Observation: The fact that a guidance project is not listed on the 2025-2026 PGP does not necessarily indicate that Treasury and IRS staff are not working on such a guidance project at all but rather that Treasury and IRS do not expect to publish additional guidance on that topic by June 30, 2026.
Substantial reorganization
The format of the 2025-2026 PGP has also been substantially reorganized from prior years, where projects were grouped by technical topics (such as Consolidated Returns, Corporations and Their Shareholders, Financial Institutions and Products). This year’s PGP is organized into categories such as the scope of each category is easier for non-tax professionals to understand. The PGP has identified the following categories for guidance:
- One, Big, Beautiful Bill Act (OBBBA) implementation
- Deregulation and burden reduction
- Section 501(c)(3) issues
- Tribal tax issues
- Digital assets
- SECURE 2.0 Act and other guidance
While taxpayers’ specific circumstances will dictate which guidance projects are of the greatest interest to them, it should not be surprising that, as a general matter, the categories for OBBBA implementation and deregulation and burden reduction have garnered the most attention since the PGP was published.
OBBBA implementation
The 40 guidance projects listed in this category are practically a CliffsNotes version of the OBBBA’s highest-profile provisions. Some of these provisions are effective in 2025 — such as the “no tax on tips” and “no tax on overtime” provisions — which likely explains why Treasury and IRS have continued to make progress on these guidance projects even during the shutdown of the federal government (such as by holding a hearing on the proposed regulations for “no tax on tips” and issuing Notice 2025-62, granting penalty relief for information reporting for the new tips and overtime provisions for the 2025 calendar year). Similarly, section 898(c)(2) is repealed for taxable years of specified foreign corporations beginning after November 30, 2025, suggesting that we are likely to see at least preliminary guidance on this change by late November.

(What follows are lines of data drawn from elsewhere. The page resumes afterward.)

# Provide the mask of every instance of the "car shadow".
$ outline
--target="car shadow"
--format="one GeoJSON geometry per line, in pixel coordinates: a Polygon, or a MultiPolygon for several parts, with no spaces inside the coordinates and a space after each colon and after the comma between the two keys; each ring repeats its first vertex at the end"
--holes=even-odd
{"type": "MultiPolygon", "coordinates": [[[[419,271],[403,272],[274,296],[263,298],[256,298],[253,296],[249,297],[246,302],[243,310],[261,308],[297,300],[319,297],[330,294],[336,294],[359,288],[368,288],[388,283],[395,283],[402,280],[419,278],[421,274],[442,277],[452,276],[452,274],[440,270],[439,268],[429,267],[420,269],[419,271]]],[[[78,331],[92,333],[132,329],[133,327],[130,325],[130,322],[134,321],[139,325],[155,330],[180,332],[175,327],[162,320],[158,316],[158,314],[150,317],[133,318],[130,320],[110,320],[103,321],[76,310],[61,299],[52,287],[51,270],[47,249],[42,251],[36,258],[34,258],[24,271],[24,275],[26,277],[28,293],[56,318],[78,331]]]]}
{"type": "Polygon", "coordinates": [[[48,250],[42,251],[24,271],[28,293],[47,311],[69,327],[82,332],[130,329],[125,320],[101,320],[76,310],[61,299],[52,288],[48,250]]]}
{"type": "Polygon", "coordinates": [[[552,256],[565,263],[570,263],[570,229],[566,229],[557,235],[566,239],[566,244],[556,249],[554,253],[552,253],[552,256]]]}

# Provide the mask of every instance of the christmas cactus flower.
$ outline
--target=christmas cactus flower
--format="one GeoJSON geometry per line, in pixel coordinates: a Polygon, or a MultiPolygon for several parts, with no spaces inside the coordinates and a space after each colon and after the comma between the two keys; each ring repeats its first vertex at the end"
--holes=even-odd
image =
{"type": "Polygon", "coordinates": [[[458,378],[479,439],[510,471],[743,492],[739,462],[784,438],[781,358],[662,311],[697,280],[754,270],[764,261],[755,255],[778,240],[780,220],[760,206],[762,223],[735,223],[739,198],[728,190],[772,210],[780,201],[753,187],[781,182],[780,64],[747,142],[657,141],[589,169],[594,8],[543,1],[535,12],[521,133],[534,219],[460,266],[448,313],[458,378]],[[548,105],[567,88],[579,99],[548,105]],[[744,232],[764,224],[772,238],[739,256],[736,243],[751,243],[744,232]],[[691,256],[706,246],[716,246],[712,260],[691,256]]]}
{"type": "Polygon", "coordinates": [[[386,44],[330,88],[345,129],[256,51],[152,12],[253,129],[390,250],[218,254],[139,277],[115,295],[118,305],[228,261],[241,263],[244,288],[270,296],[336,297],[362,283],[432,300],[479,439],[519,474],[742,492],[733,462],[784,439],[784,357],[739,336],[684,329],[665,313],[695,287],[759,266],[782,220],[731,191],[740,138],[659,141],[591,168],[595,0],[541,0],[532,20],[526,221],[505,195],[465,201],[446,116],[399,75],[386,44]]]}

If Treasury’s actions to issue guidance under the Tax Cuts and Jobs Act during President Trump’s first term are any indication, taxpayers can likely expect Treasury and IRS to work to issue OBBBA guidance as expeditiously as possible.
Deregulation and burden reduction
Given President Trump’s interest in deregulatory actions and reducing burdens across the administration, it should come as no surprise that the 46 guidance projects listed in this category appear second on the PGP. The projects listed here are a combination of recommendations for deregulatory projects from taxpayers and other outside stakeholders, as well as the result of Treasury and IRS’s own internal review of existing guidance projects.
For example, many commenters had requested withdrawal or other changes to the funding rule in section 4501’s excise tax on stock buybacks and were likely pleased to see that final regulations under section 4501 are included on the deregulation and burden reduction list.
Observation: There are two “catch-all” items that appear on this list: (1) “[a]dditional notices removing unnecessary Internal Revenue Bulletin guidance” and (2) “[r]egulations eliminating unnecessary tax regulations,” so taxpayers should not assume that, if a project isn’t explicitly listed on the deregulation and burden reduction list, it is automatically off the table.
Conclusion
While time will tell whether this streamlined approach to drafting the PGP is a more accurate representation of the projects that Treasury and IRS anticipate publishing by the June 30 PGP-yearend, it does helpfully emphasize Treasury’s top guidance priorities. Taxpayers would be well advised to review the items listed on the 2025-2026 PGP and prioritize their government engagement on the items listed there.